PULLMAN, Wash. - Research led by scientists at Washington State University has revealed insights on how plants form a microscopic landscape of proteins crucial to photosynthesis, the basis of Earth's food and energy chain.
The discovery provides a new view of the molecular engine that converts sunlight into bioenergy and could enable future fine-tuning of crops for higher yields and other useful traits.
Colleagues at WSU, the University of Texas at Austin, and the Weizmann Institute of Science in Israel used a novel, technology-powered approach to peer inside plant leaf cells and visualize the landscape of the photosynthetic membrane - the ribbon-like structure where plants harvest sunlight. The findings were recently published in the journal Science Advances.
"These membranes are highly efficient biological solar cells," said the study's principal investigator and corresponding author, Helmut Kirchhoff. "They convert sunlight energy into chemical energy that fuels not only the plant's metabolism but that of most life on Earth."
The photosynthetic membrane derives its structure and function from a handful of crucial protein complexes - linked groups of proteins that do the work of energy conversion.
Using model plants in the mustard family, Kirchhoff's team used advanced electron microscopy to create virtual representations of how those proteins organize as part of the membrane. They found that the precise size and mix of proteins are crucial to determining their arrangement, a key factor in energy conversion.
"At the molecular scale, structure determines function," Kirchhoff said. Structural organization of proteins in the membrane controls how well electron-carrying molecules can flow through it or how easily damaged proteins can be repaired. Such factors affect the efficiency, creating downstream impacts on seed yield and plant performance.
Kirchhoff compares these intracellular landscapes to forests: some are wild and chaotic, seemingly growing at random, while others are more precisely arranged like a tree plantation. Each configuration has functional trade-offs.
There is potential here for advances in agriculture. By influencing these protein landscapes, we could fine-tune the yield of crops for a certain environment.
Helmut Kirchhoff, professor
Washington State University
"There is potential here for advances in agriculture," Kirchhoff said. "By influencing these protein landscapes, we could fine-tune the yield of crops for a certain environment."

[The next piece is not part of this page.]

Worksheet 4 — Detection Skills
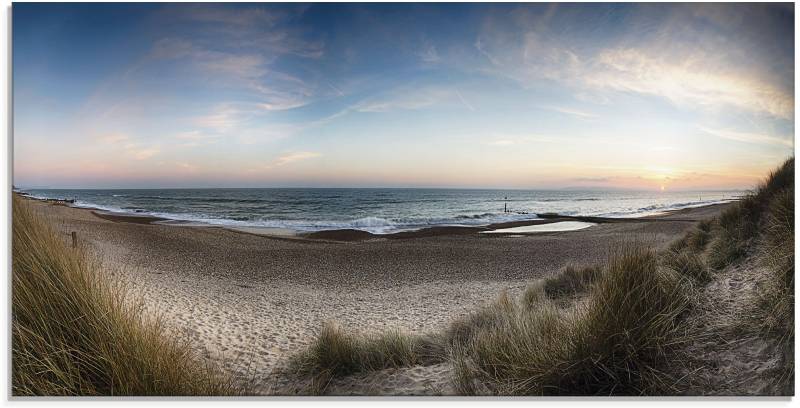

The scientists drew on a wide range of disciplines, from quantitative biology to computer science, and technologies like cryo-electron microscopy, which provides a nanoscale view of structures inside cells, to picture the molecular landscapes. Kirchhoff describes their approach as an analytical pipeline that other scientists can use to further study the cellular protein landscape.
The team's use of intact leaves, rather than processed cellular material, was also novel.
"We preserved the natural structure," Kirchhoff said. "We wanted to understand it in its native, living context."
The project was funded by the U.S. National Science Foundation, the United States-Israel Binational Science Foundation, and the U.S. Department of Energy.
The researchers are now developing virtual protein landscape models and launching experiments to determine how different light conditions influence the landscapes' structural development. Kirchhoff plans to use the new pipeline to visualize and analyze protein landscapes from plants grown under stress or with genetic mutations.
"We want to better understand the molecular players that control them," he said. "This is a starting point."